We have hard a lot about SIP in the last couple of years and myth is that SIP gives better return, than lump sum payment over a long period of time.

But the reality is far from the truth. In my study, I choose 6 funds which has given more than 25% return over the period of five years on a lump sum payment and tried to match their return on SIP for the same period. The results are shocking.

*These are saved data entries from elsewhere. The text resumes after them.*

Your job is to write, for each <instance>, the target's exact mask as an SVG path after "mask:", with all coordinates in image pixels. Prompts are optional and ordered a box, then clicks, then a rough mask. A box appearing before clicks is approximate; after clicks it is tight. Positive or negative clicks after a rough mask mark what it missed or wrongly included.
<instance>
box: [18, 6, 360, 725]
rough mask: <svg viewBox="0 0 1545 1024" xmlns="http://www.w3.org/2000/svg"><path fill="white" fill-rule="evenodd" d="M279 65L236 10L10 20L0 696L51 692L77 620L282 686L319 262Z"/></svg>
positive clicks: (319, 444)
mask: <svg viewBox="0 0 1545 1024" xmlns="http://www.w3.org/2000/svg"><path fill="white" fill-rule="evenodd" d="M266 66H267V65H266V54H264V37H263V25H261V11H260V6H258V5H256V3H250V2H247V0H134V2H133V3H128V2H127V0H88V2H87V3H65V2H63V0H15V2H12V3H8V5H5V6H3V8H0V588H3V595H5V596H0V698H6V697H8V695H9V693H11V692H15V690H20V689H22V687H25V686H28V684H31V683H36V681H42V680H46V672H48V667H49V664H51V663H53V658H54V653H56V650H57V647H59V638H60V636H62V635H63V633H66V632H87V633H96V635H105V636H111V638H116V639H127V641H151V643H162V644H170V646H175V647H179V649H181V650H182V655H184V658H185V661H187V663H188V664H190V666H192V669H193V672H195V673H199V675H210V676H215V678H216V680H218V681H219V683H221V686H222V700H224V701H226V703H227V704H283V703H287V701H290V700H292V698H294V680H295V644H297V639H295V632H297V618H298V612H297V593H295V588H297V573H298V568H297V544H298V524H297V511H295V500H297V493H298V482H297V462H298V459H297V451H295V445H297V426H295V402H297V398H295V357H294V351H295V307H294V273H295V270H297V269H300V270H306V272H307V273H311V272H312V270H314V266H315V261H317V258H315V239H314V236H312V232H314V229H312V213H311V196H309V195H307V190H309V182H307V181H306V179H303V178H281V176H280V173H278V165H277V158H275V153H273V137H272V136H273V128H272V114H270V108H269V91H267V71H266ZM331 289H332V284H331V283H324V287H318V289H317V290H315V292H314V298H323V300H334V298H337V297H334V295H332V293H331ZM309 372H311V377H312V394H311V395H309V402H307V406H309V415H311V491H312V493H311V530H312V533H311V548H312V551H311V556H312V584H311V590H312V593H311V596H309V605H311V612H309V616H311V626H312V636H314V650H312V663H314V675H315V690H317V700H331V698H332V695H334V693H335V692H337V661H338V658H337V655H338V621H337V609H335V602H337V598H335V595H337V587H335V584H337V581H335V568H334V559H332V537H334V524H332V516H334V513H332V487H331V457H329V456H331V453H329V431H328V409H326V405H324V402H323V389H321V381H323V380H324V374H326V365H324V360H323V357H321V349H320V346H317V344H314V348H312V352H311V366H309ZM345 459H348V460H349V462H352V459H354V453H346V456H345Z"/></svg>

Fund Nme 1 month return (%) 6 month return (%) 1 year return (%) 3 year return (%) 5 year return (%)
SIP Non-SIP SIP Non-SIP SIP Non-SIP SIP Non-SIP SIP Non-SIP
Birla Sunlife Frontline Eqiuty 3.02 3.13 -0.40 50.98 -0.42 11.83 -0.09 18.99 0.10 29.80
Sundaram BNP Paribas Select Midcap 1.95 0.78 -0.52 59.08 -0.52 6.15 -0.19 9.35 0.09 35.96
HDFC Growth 1.11 1.14 -0.48 37.44 -0.45 1.06 -0.09 16.57 0.11 29.09
Sundaram BNP Paribas Taxsaver 2.64 -0.47 -0.34 37.21 -0.38 6.74 -0.07 16.22 0.08 34.46
Reliance Growth 1.64 1.46 -0.52 51.55 -0.50 2.02 -0.13 17.27 0.13 36.83
Magnum Contra 2.29 1.64 -0.46 51.94 -0.47 6.97 -0.14 14.67 0.11 38.59

 

Just look at the five year return of SIP. Practically , the investors have got nothing. SIP has given negative return for all these funds in 6 months, 1 year and 3 years period. Where as, lump sum payment has given a positive return for  all funds during the same period.

Sundaram BNP Paribas Select Midcap has given 59.08% return for a lump sum payment in the last 6 months. For the same period, SIP return is -0.52%.

Verdict:

If you are looking to invest in mutual fund, don't waste your money on SIP.